Starting point is 00:38:12 But if you are not one of those, then you sort of have to be trained to be one, which you never can be. And so what it does mean when you talk about those two shots and things like that, you are second guessing the way you're reacting all the time. Because so many people in the last two hours have said, oh no, the thing you must do if you say something,
Starting point is 00:38:28 you must like not just, don't move your hands too much. Make sure if you say something that you're allowed to smile, make sure you're the first to leave the podium at the end to shake hands. Your brain is completely full of that stuff. Whereas you have someone like, you know, watching the seven person thing. I thought there were three people on there as a TV producer.
Starting point is 00:38:47 If I was watching those three people, I think, oh, well you can come back. We'll book you again on the show. Farage, we talked about him when I'm a celebrity where he's far and away the least charismatic person. And on this stage, he's the most charismatic person. Stephen Flynn, I thought was good on camera, was charismatic and Daisy Cooper as well.
Starting point is 00:39:04 The three of them, as a producer, you're thinking, oh, you can come back on the show. Every time I got you, you can come on, because I know I'm gonna get stuff out of you. But that thing that people have to be good on television, and therefore we train them up to be good on television, it so rarely works. That's the big problem.
Starting point is 00:39:22 If you can work on television without someone telling you how to do it, you're at a huge advantage. But most people who can do that are not the people you want running the country. And the people who can't do it are trained with an inch of their life and it makes them worse, I think.

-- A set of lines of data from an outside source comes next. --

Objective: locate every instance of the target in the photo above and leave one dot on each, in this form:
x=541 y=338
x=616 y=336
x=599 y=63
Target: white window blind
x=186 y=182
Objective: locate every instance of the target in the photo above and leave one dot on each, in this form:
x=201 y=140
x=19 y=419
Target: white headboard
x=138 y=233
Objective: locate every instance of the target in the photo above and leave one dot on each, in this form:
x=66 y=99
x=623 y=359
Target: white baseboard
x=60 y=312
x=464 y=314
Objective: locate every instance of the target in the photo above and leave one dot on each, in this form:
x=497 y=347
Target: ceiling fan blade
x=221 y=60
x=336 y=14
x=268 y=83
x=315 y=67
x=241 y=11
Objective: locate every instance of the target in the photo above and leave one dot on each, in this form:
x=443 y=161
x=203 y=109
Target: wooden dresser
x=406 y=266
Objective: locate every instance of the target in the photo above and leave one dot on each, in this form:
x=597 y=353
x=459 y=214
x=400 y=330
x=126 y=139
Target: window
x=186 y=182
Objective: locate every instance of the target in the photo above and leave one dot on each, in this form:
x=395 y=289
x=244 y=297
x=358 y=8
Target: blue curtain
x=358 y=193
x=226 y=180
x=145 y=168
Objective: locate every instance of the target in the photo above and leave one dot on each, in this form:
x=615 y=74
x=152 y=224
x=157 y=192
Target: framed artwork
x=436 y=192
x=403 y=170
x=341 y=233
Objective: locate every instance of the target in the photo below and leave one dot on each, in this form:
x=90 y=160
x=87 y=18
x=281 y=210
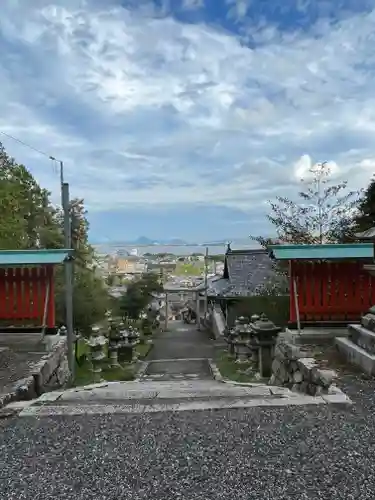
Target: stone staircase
x=359 y=346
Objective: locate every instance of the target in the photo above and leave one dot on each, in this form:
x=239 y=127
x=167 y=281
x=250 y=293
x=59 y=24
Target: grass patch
x=84 y=376
x=143 y=349
x=189 y=269
x=234 y=371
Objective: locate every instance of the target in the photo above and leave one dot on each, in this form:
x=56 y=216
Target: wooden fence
x=330 y=291
x=27 y=296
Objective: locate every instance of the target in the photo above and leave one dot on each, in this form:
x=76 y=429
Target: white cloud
x=152 y=111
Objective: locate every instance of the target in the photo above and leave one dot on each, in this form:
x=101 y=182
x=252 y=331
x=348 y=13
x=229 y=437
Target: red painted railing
x=330 y=291
x=23 y=293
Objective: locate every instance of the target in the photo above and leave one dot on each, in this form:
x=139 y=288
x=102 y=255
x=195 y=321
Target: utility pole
x=206 y=282
x=68 y=268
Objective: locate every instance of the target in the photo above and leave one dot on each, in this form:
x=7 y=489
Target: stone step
x=362 y=337
x=356 y=355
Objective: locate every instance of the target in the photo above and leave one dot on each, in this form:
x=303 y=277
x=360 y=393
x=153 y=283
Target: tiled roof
x=245 y=273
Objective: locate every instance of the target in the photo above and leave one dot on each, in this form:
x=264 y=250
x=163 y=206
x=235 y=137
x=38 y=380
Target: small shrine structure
x=329 y=284
x=27 y=296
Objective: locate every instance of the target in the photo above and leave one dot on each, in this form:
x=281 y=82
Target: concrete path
x=181 y=341
x=182 y=352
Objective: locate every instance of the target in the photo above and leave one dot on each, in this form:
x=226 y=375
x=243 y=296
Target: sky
x=181 y=118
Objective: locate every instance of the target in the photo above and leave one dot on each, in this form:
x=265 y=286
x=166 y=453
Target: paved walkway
x=181 y=353
x=181 y=341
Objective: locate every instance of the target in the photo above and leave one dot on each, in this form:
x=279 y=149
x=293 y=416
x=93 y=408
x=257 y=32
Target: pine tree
x=365 y=218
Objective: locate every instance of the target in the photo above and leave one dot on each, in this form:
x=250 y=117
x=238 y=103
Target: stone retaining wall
x=51 y=372
x=293 y=369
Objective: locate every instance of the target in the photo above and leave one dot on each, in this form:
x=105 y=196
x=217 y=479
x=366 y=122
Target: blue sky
x=182 y=118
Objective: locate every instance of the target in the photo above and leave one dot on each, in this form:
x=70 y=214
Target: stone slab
x=44 y=411
x=362 y=337
x=356 y=355
x=316 y=335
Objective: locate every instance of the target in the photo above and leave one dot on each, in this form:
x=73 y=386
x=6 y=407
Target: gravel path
x=261 y=453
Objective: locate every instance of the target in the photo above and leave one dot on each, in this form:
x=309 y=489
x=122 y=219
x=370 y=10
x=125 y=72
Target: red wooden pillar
x=51 y=298
x=292 y=305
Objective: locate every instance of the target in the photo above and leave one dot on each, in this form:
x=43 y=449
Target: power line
x=43 y=153
x=27 y=145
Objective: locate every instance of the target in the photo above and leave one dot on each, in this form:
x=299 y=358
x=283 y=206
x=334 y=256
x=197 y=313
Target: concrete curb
x=218 y=376
x=336 y=396
x=40 y=372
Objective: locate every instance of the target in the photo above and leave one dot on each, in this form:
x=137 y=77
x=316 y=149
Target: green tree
x=365 y=216
x=324 y=213
x=27 y=219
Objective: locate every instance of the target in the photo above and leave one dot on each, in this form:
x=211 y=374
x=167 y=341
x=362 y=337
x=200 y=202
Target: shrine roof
x=37 y=257
x=246 y=272
x=326 y=251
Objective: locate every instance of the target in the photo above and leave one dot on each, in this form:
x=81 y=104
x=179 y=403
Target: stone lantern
x=254 y=318
x=96 y=342
x=242 y=340
x=146 y=323
x=114 y=334
x=264 y=338
x=129 y=339
x=62 y=331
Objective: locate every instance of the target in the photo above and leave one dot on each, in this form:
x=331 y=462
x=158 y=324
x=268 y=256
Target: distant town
x=121 y=267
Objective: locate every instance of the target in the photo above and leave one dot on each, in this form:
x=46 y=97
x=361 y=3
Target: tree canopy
x=29 y=220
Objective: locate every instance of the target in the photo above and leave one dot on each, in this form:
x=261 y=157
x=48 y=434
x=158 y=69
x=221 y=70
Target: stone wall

Yeah, it makes them buttoned up and hard. You can almost watch the clouds scudding across the face and try and work it out. Yeah. And you're watching Sue Nextama. Those are both bright guys, you know, but they're just, it's not, we watch a lot of TV. We are used to watching really,
Starting point is 00:39:54 really great sparky people on television. You know, we're used to fluency. We are used to wit. We're used to humor. We're used to body language that feels natural. You know our DNA as viewers and we don't get it from those debates and it does everyone a disservice I think. What I find the most odious part of all of it, because we've got such a hard on for American things, is the spin room afterwards. I have been in the spin room since 2010 and it's the worst people in the world telling you that what you've just seen on TV didn't happen and you didn't actually see it and actually something different happened and this is what it all means.
Starting point is 00:40:27 What a lot we've covered today. We have, we've covered a huge amount. Passionately and dispassionately, I hope. Yeah, haven't we just. Thank you so much for listening and we'll see everyone for our question and answer session on Thursday. See you then. Bye.